Selain relokasi pedagang, Pemerintah Kota Bekasi juga melakukan berbagai perbaikan infrastruktur pendukung. Pembenahan tersebut meliputi normalisasi drainase, peningkatan penerangan jalan umum, penataan trotoar, hingga perbaikan aksesibilitas kawasan perdagangan.
Tri mengatakan, penataan infrastruktur menjadi bagian penting karena persoalan kemacetan dan genangan air selama ini menjadi keluhan utama masyarakat di sejumlah kawasan pasar tradisional.
Wali kota bekasi Bersama legislatif dan opd meninjau langsung pasar baru kota bekasi
"Penataan kawasan perdagangan harus dilakukan secara menyeluruh. Tidak hanya soal pedagang, tetapi juga menyangkut drainase, penerangan jalan, trotoar, dan fasilitas publik lainnya agar manfaatnya benar-benar dirasakan masyarakat," katanya.
Menurutnya, perubahan wajah kota tidak bisa terjadi dalam waktu singkat. Dibutuhkan konsistensi dan komitmen dari seluruh pihak agar berbagai program yang dijalankan dapat memberikan hasil yang maksimal.

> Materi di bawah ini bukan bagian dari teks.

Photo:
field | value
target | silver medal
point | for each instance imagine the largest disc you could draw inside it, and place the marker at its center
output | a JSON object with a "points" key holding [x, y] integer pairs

"Masalah yang sudah puluhan tahun tentu tidak bisa selesai dalam hitungan hari. Tetapi yang terpenting adalah hari ini kita mulai menyelesaikannya satu per satu. Pemerintah hadir, bekerja, dan memastikan perubahan itu benar-benar bermanfaat untuk masyarakat," tegasnya.

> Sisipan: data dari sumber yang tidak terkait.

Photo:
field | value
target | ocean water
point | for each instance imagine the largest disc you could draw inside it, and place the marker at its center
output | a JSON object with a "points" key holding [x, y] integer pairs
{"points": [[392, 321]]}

Tri menambahkan bahwa tujuan utama penataan bukan sekadar memindahkan permasalahan dari satu lokasi ke lokasi lain, melainkan menghadirkan solusi yang berkelanjutan dan mampu menjawab kebutuhan masyarakat dalam jangka panjang.
"Tujuan utama penataan ini bukan memindahkan masalah dari satu tempat ke tempat lain, melainkan menghadirkan solusi yang bisa bertahan dalam jangka panjang," tambahnya.
Pemkot Bekasi optimistis langkah penataan yang dilakukan di Pasar Pondok Gede dan Pasar Baru akan menjadi contoh bagi pembenahan kawasan strategis lainnya di Kota Bekasi. Dengan lingkungan yang lebih tertata, pemerintah berharap aktivitas ekonomi masyarakat dapat tumbuh lebih baik sekaligus meningkatkan kualitas ruang publik.
Ke depan, Pemerintah Kota Bekasi memastikan program penataan kawasan akan terus dilaksanakan secara bertahap sesuai kebutuhan dan kondisi di lapangan. Langkah tersebut menjadi bagian dari visi pembangunan kota yang berorientasi pada kenyamanan masyarakat, peningkatan kualitas lingkungan, dan penguatan ekonomi lokal.
Dengan komitmen tersebut, Pemkot Bekasi berharap berbagai persoalan menahun yang selama ini menjadi keluhan warga dapat diselesaikan secara bertahap, sehingga Kota Bekasi semakin tertata, modern, dan nyaman untuk seluruh masyarakat.